Bahnhofstrasse (Station Street), which Baedeker's Travel Guide calls "one of the most attractive streets in Europe for shopping," glitters with jewelry from Cartier, clothing by Ungaro, Hermes accessories, and, of course, the watches that have made the country famous. No addicts or panhandlers here.
The elegance of Zurich is matched by the price tags. The cost of living here is one of the highest in the world. A bratwurst and soft drink costs $4.75 on the street. A two-mile cab ride from downtown can run $12. Depending on how one calculates, Switzerland has the highest-paid workers in the industrialized world. Even with the higher prices they pay, they just edge out Americans to take the top spot. In 1990, the latest figures available from the United Nations, the average worker in Switzerland made $ 21,690 versus $21,360 in the US. In Zurich itself, incomes are even higher.
What's striking is that these two worlds - high fashion and addiction - can coexist without touching each other. The city's image, though, has suffered.
"This scares the tourists," Mr. Kuhne says of the publicity. "They think it's everywhere."
The city has tried various solutions besides a crackdown. To diminish the risk of AIDS, it allows users to trade in their old needles. Currently, it hands out some 12,000 needles a day.
In July, Zurich announced a new three-year experiment to try to wean addicts off drugs. It will offer 50 drug-dependent men and women government-subsidized heroin and cocaine as well as therapy sessions to stabilize them and, it is hoped, free them from their habit. The program - part of a national, three-year study - will start in Zurich no later than next January. City officials admit it is only a drop in the bucket. "What do you do? Everyone comes," Mr. Eggenschwiler says. "The prices have come down b ecause there are more drug dealers.... You have to help them [the addicts], but the more you help them, the more you have."

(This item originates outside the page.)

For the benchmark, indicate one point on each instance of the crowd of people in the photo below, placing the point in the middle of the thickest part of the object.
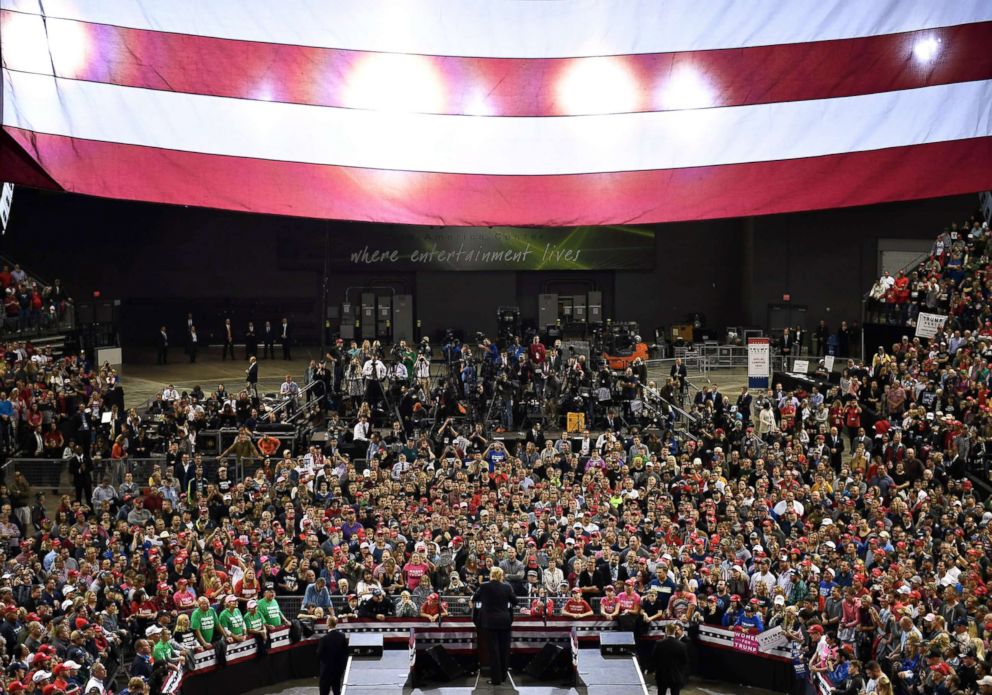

If drug activity has intensified concern about outsiders, Zurich in other ways retains its old habits.
Concerned about strains between French- and German-speaking Swiss, one newspaper organized a festival to bring together the two cultures. It chose Zurich to host this "Rostifest," even though the city is firmly rooted in the German-speaking part of the country.
The name "Rostifest" is significant. Rosti is a noted regional dish of skillet-fried shredded potatoes with ham and onions. It comes from German-speaking Switzerland. When French-speaking Swiss want to talk about the border between French-speaking and German-speaking Switzerland, they often refer to "la barriere de rosti" or the rosti barrier.

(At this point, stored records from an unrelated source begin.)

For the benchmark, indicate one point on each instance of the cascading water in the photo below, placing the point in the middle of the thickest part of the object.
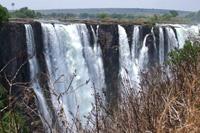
(34, 70)
(75, 70)
(161, 46)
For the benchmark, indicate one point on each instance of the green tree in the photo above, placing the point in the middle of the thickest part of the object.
(102, 15)
(173, 13)
(4, 15)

So one July night here near Lake Zurich, the newspaper Tages-Anzeiger gave away free rosti and wine and mineral water (from the French-speaking part) to anyone who came in. Diners could listen to Swiss groups play traditional music.
"We sense that there is tension," says Christine Niggeler, the piano player for a group, "Carrotes Sauvages" (Wild Carrots) from French-speaking Lausanne. "This festival is to try to start a reconciliation."
IS the split between French- and German-speakers that serious?
"It's serious - yes and no," says Diego Abriel, one of the group's hurdy-gurdy players. He tells a joke about God making Switzerland - first the lakes, then the mountains. Finally God added the Swiss people because "otherwise, it would be too perfect."
"You can say what you want," Ms. Niggeler retorts, "Switzerland remains Swiss."
At other times in their history, the Swiss have, to their credit, reached the same conclusion. In the late 15th century, St. Nicholas of Flue allegedly intervened in a confrontation between cantons, which strengthened the confederation. In 1914, at a time when French-speakers and German-speakers were at loggerheads over whether to support warlike Germany, Swiss poet Carl Spitteler published an important tract that emphasized the primacy of Swiss values over pro-German leanings. The country stayed out of the war. Although opposed to Hitler in World War II, Switzerland again sat out the war.
"Switzerland was so long the exception," Eggenschwiler sighs. But "there are no more exceptions. It balances out."